American educators--a bunch of little Ward Churchills?

American educators–a bunch of little Ward Churchills?

Instead, school children were and are taught to revile their nations’ past, regard socialism as the wave of the future, and to work constantly in group settings. They study “language arts” instead of grammar, “social studies” instead of history, and the “New Math.” Health class promotes homosexuality, abortion rights, and heterosexual profligacy. The educational process for new teachers is anti-American, anti-White, anti-capitalist and anti-individualist. If the neophyte pedagogue doesn’t agree, or at least pretend to agree, he doesn’t receive teaching credentials. Multiculturalism, disguised as a laudable theory of outreach and inclusion, is in reality an effort to eliminate traditional American cultural values while keeping disparate elements of American society balkanized and mutually distrustful.
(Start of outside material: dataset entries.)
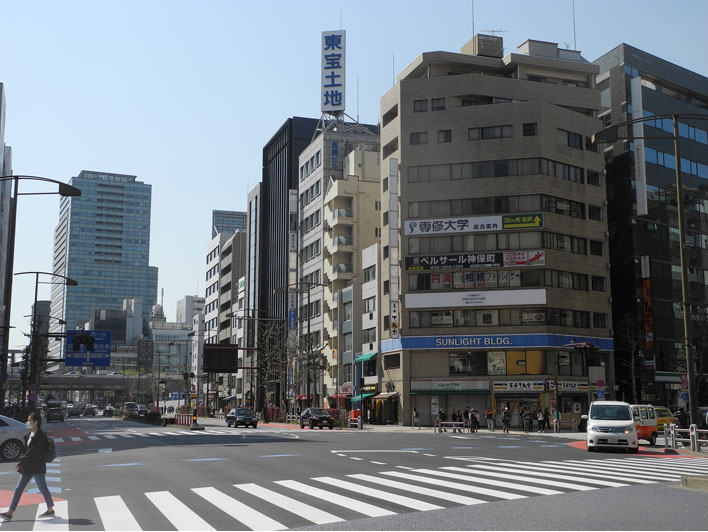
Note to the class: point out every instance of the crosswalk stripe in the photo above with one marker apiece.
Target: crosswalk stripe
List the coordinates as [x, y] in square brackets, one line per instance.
[469, 477]
[671, 465]
[60, 521]
[115, 514]
[400, 500]
[181, 517]
[438, 494]
[613, 468]
[589, 471]
[315, 515]
[454, 485]
[523, 469]
[335, 498]
[497, 472]
[671, 469]
[239, 511]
Minorities are taught that it is hopeless to presume they can achieve success through hard work and persevernce—instead, they must devote their energies to soaking the unjust “system” and resign themselves to living on the dole, all the while armed with American Education’s newest curricular triumph, self esteem. The fact that the American Left is the system, is the establishment, is the privileged class, and is also the movies, the news, and the school system, goes unnoticed by multitudinous “beneficiaries” of this massive brainwashing campaign.

Strike back, kids!

So what can we do about this? Well, we need to get rid of fluoride and the NEA—how’s that for a slogan? Okay, it needs work; but WOOF has long believed that there is a latent tendency toward rebellion even in the fluoridated, brain-scrubbed children of today, that can be tapped into at every level of education. We must encourage this spirit, and incite our children to question their teachers’ motives, methods, and information! WOOF continues to encourage students in grade school or college to tape their teachers and expose them in the alternative media. What kind of teachers are we talking about?
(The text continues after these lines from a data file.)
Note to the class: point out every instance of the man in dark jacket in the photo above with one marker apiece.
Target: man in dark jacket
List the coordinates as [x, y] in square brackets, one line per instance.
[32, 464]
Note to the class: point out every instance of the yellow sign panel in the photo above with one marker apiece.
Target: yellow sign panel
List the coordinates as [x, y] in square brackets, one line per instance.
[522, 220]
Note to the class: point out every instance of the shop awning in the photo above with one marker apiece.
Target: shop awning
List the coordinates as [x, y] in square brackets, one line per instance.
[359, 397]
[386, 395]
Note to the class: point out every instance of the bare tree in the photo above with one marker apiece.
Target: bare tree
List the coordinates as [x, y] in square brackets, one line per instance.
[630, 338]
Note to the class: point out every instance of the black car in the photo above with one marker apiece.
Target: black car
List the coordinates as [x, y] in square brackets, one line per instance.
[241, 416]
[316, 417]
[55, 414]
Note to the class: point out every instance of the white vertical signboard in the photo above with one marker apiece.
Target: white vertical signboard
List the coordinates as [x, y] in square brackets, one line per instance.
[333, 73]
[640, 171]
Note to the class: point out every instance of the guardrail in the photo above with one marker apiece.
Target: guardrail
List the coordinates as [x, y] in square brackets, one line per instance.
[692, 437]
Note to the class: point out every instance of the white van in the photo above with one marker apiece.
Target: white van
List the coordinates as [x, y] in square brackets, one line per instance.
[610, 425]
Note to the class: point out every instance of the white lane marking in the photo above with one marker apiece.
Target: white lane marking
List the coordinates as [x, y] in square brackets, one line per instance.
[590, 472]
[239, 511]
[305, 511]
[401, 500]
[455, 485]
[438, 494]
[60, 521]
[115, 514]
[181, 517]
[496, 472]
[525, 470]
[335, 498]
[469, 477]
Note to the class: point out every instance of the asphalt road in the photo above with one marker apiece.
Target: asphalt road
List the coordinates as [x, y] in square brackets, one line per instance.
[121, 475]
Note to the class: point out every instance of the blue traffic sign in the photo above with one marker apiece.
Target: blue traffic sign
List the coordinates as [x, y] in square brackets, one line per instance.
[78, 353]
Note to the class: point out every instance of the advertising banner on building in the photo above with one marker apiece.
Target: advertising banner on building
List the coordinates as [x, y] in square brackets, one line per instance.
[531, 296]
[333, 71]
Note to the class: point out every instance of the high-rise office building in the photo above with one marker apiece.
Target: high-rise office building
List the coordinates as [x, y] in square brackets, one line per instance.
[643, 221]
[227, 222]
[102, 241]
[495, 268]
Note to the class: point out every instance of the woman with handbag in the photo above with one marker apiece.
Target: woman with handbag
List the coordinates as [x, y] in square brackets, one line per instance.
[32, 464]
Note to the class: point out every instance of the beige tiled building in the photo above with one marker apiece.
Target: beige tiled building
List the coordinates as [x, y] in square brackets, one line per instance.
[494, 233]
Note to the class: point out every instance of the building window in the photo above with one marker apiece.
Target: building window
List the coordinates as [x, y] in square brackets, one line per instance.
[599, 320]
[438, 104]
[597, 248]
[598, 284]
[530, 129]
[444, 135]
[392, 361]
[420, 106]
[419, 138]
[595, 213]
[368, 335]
Lacking an actual photo of the flag stomping, we asked Bill Ayers to stand in--stomp in?

Lacking an actual photo of the flag stomping, we asked Bill Ayers to stand in–er–stomp in?
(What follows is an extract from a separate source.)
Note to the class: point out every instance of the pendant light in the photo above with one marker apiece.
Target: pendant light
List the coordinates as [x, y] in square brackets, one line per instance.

Let’s just take one recent example. In Chapin, South Carolina, in December, Chapin High School teacher Scott Compton entertained several classes in a row with a lecture on the meaninglessness of symbols while stomping on the American flag to make his point. If one or two of his students had not become sufficiently irate to report Compton’s antics to their parents, nobody would have been the wiser. Should Compton be fired? Well, WOOF thinks he should be forced to open a Merle Haggard fan club and work in a veterans hospital, maybe not lose his job—because he’s nowhere near as crazy as some of the teachers out there, poisoning the minds of our nations youth. No, dear readers—Scott Compton is nowhere near as revolting as a lot of what’s been reported—and a lot of what goes unreported! WOOF hereby renews its urgent plea to the nation’s youth to reject the conformist liberalism that defines modern education, and strike back by reporting your teachers to us! If we agree, based on the evidence, that the teacher is a Godless commie—or even just a hopelessly whacked-out subversive—we’ll help publicize the fact! And meantime, we can all do whatever it takes at the city and county level to rid our water of fluoride—which turns out to be a commie plot, just like General Ripper tried to tell us!

Readers, we need to save our schools and our precious bodily fluids! Together we can rid education and our drinking water of these encroaching poisons! Let us make our voices heard! Let us armor our children against the America haters and the Marxists in their classrooms! Action this day! Let’s act today, WOOFketeers, before the entire country becomes….stuck on stupid!